Indochina Border Trade Booms – Trade Value to Reach THB1 Trillion in 2016 (Current Issue No. 2504 Full Ed.)

Several countries bordering Thailand – Myanmar, Lao PDR and Cambodia (CLM) – have been experiencing significant progress in recent years, thanks to their governmental policies that are quite favorable to foreign direct investment (FDI). They are also backed by other advantages with regard to their workforce, labor costs, abundant natural resources and trade privileges offered by developed nations, e.g., the Generalized System of Preferences (GSP). The CLM countries – as well as Southern China – provide excellent opportunities for Thai businesses trying to spread their wings.
Strategically located in the geographic center of the region, Thailand's borders with these countries stretches over 5,000 kilometers, providing us a number of advantages in border trade.

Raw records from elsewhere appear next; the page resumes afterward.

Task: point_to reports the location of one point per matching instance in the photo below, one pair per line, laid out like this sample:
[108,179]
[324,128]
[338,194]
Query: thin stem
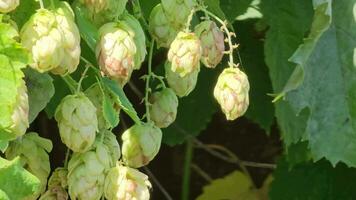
[148,78]
[186,170]
[159,185]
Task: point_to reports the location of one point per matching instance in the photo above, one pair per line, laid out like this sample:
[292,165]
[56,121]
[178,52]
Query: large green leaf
[194,111]
[40,91]
[15,182]
[313,181]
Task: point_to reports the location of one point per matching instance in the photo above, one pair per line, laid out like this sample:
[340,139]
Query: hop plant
[160,28]
[140,144]
[95,95]
[77,122]
[184,53]
[86,172]
[124,183]
[231,92]
[212,41]
[163,108]
[103,11]
[53,40]
[33,151]
[116,51]
[182,86]
[8,5]
[178,11]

Transportation costs for border trade are low and these markets can help absorb product oversupply in Thailand, as well as helping alleviate the negative effects on Thai businesses during the economic slowdown. On top of that, FDI projects begun in the CLM countries will obviously boost demand for construction materials and other goods; thus lending support for Thai exports.
Since 2011, a global economic crisis has taken a toll on Thai outbound trade, given that lower sales to key trade partners like the US and EU caused our trade balance in Baht to be in deficit for three consecutive years (2011-2013). Burgeoning border trade was the exception, though.

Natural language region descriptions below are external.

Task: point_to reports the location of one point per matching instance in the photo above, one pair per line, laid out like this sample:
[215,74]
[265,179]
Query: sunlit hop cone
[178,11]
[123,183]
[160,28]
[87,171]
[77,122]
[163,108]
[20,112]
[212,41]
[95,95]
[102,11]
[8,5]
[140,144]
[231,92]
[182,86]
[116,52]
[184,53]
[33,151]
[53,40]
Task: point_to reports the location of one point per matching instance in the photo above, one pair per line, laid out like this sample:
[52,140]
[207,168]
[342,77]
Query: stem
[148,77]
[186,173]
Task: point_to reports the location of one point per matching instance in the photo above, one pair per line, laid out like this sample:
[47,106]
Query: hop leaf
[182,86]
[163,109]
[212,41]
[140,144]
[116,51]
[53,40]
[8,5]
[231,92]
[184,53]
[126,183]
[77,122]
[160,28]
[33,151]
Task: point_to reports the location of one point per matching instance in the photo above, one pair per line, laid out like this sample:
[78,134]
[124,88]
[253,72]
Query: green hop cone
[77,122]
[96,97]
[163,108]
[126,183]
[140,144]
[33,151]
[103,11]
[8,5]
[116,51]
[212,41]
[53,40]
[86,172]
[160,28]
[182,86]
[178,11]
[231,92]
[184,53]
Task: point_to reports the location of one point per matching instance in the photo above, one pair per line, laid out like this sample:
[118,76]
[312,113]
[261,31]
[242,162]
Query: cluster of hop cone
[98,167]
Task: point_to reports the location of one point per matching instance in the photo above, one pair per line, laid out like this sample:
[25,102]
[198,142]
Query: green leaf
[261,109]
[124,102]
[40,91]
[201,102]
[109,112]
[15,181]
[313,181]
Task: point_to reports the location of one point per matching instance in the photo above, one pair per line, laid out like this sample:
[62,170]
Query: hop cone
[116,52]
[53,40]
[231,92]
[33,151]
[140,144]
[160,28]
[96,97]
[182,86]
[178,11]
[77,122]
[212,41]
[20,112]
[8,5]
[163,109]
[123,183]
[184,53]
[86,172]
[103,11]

We at KResearch predict that border trade will rise to THB0.95 trillion in 2014 and may reach THB1 trillion by 2016. Meanwhile, cross-border trade is forecast to grow 12 percent this year, bringing the total value of border trade to THB1.1 trillion. Contributors to these stunning numbers include urbanization and a growing middle-class population in the CLM states where Thai products have made a name for their quality.

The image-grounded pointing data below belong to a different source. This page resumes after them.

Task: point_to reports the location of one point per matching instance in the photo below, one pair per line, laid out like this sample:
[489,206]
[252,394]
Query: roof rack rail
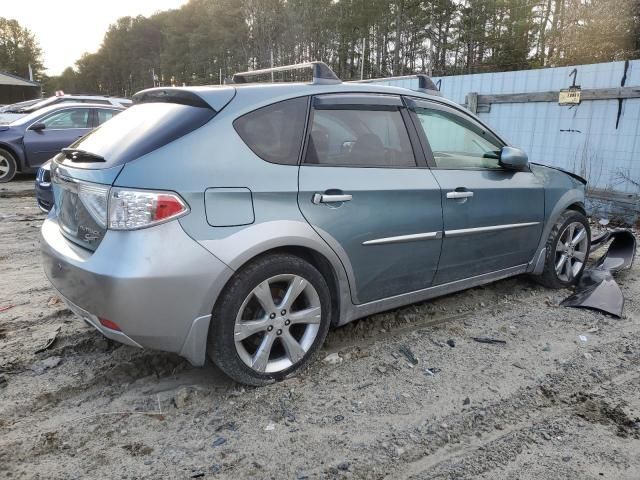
[322,74]
[425,84]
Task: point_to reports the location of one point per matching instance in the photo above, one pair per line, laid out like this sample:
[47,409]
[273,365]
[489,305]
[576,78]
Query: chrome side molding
[404,238]
[491,228]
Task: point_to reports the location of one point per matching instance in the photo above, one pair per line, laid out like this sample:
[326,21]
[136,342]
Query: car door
[61,129]
[374,201]
[493,217]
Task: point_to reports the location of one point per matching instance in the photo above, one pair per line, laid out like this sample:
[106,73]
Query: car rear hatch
[83,173]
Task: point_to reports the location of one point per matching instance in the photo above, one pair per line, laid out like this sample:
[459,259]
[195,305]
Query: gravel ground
[561,399]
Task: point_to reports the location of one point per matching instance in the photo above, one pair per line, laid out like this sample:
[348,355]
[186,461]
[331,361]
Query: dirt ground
[559,400]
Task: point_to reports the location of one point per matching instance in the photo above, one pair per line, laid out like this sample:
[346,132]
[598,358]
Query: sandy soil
[548,404]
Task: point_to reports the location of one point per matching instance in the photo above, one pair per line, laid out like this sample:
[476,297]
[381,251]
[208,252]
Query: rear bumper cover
[157,284]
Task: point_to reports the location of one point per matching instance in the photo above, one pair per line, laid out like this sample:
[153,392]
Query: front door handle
[327,198]
[464,194]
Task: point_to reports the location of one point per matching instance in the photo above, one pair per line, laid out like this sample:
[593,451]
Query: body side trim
[491,228]
[405,238]
[366,309]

Over the long run, border trade should be bullish, given that ASEAN member states including Thailand are making adjustments in several areas to accommodate a closer economic integration within the region. The development of border areas, linkages in transportation routes, simplifications of customs procedures, tariff reductions and extended hours of operation at border crossings are all moves vital to a wider presence for Thai products in regional markets.
In addition, numerous bilateral cooperation frameworks, e.g., The Greater Mekong Subregion Economic Cooperation (GMS) and ASEAN Trade in Goods Agreement (ATIGA), can amplify the role of border and cross-border trade in the Thai economy in the years to come. Although it may take some time before all regulations can be fully enforced, Thai merchants should keep track of changes to make the most of market opportunities there, as well as find the means to cut transportation costs.

Operators who have not entered foreign markets should start looking for approaches to do so, perhaps by taking the first step in neighboring countries where it is not too challenging. This should help them secure market shares amid intensifying competition that will likely get tougher after the inception of the AEC.